Na internet, blogs, microblogs e portais de notícias diversos têm citado a temática e estão gerando uma série de comentários tanto a favor quanto contra.
Muitos professores questionam o fato das medidas não terem sido discutidas com a sociedade, a maior interessada na questão.
Ausência de debate
Para Regis, escolas e alunos terão muitas dificuldades para se adaptarem, uma vez que faltou debater o assunto com os interessados, antes da aprovação pelo CNE. De acordo com o coordenador pedagógico de Sistemas de Ensino da Editora Saraiva, Antônio Sérgio Martins de Castro, o CNE apenas sacramentou uma decisão que já estava em prática em diversas escolas do país.
Para ele, cada escola realizará as mudanças de acordo com suas próprias realidades. "Após uma discussão mais abrangente, que envolva professores, coordenadores e diretores das escolas, será possível chegar a uma conclusão sobre o que será melhor para a realidade de cada instituição", afirma.
Castro ressalta que o ponto forte das novas diretrizes é aproximar mais as áreas que estejam em sintonia com as necessidades da região, onde se localiza a escola. Porém, ele acredita que o projeto ainda valoriza demais algumas áreas em detrimento de outras.
Experiência goiana
Na rede estadual, está em desenvolvimento, há três anos, o projeto ressignificação do Ensino Médio.
Em 2011, por exemplo, 200 escolas estaduais estão com o programa implantado e realizando suas atividades de acordo com este novo conceito.
Para atender à demanda do programa, nas escolas participantes, o turno diário foi acrescido de uma hora, totalizando 200 horas anuais.
Os estudantes, além de terem as disciplinas básicas, também podem escolher os conteúdos complementares que querem incorporar em sua grade curricular.
A vice-diretora do Colégio Estadual Pré-Universitário, Jacqueline Santana Lima, diz que 20% da carga horária da instituição é destinada às disciplinas optativas. Há três anos, a escola faz parte do programa e hoje atende cerca de 2 mil alunos.
Jacqueline afirma que o processo de adaptação, no início, foi difícil, mas que, agora, a maioria dos alunos gosta. "Inclusive, o número de reprovações caiu desde que o programa foi implantado", ressalta.

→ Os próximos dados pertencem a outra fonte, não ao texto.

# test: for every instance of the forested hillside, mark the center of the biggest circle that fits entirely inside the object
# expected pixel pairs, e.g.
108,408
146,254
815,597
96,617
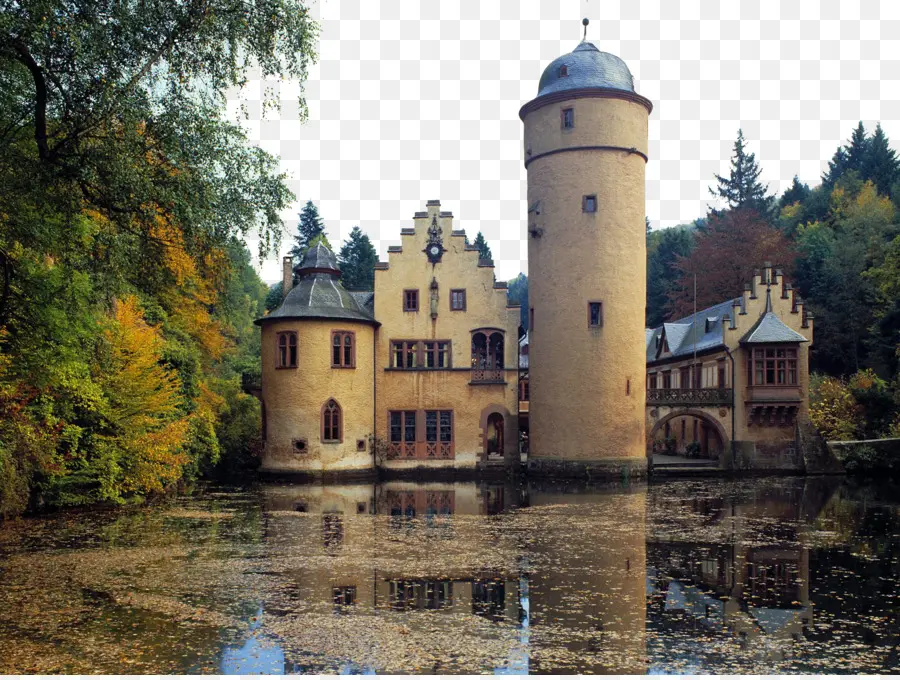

Para ela, isto aconteceu porque o currículo escolar no colégio passou de anual para semestral, o que motivou os alunos a se dedicarem mais aos estudos.
Vestibular
E como adequar o vestibular, quando o que se é ensinado numa escola, pode ser tão diferente do que é focado pela outra?
A presidente do Centro de Seleção da Universidade Federal de Goias (UFG), Luciana Freire Ernesto, ainda não sabe a resposta para sanar a dúvida.
Segundo ela, a universidade está esperando a homologação das diretrizes para debater e discutir como se adequará a esta nova realidade.
Ela afirma que este será um grande desafio para a UFG, que irá se desdobrar e encontrar alternativas que não prejudiquem nenhum aluno. "Toda mudança, quando pensada para o benefício da Educação, é valida. Porém, elas precisam ser mais discutidas com os interessados para que descubramos se vão realmente ser positivas", analisa.
Para o coordenador pedagógico de Sistemas de Ensino da Editora Saraiva, Antônio Sérgio Martins de Castro, um ponto importante das novas diretrizes será a possível aproximação da universidade com o Ensino Médio.
"A maior interação entre professores do Ensino Médio e as universidades pode ter um papel imprescindível nesta etapa que antecede aos cursos de nível superior", completa.
Como é?
* Dentro da Educação Básica, o Ensino Médio é a etapa que apresenta os piores índices de rendimento.
* No Brasil, atualmente estão matriculados nesse nível de ensino aproximadamente 8,3 milhões de alunos.
* Hoje a taxa de evasão é alta: 14,3%. E a de reprovação fica em torno de 13,1%.
* Segundo dados do Programa Internacional de Avaliação de Alunos (Pisa) de 2009, que avaliou estudantes de 15 anos de idade de 65 países, 69% dos alunos do Brasil tiveram baixo desempenho em Matemática. Além disso, os estudantes brasileiros ficaram em 53º lugar em nível de leitura e também em Ciências.
* As Diretrizes vigentes hoje no Ensino Médio entraram em vigor em 1998.
* As novas regras ainda precisam ser homologadas pelo Ministério da Educação, para entrar em vigor.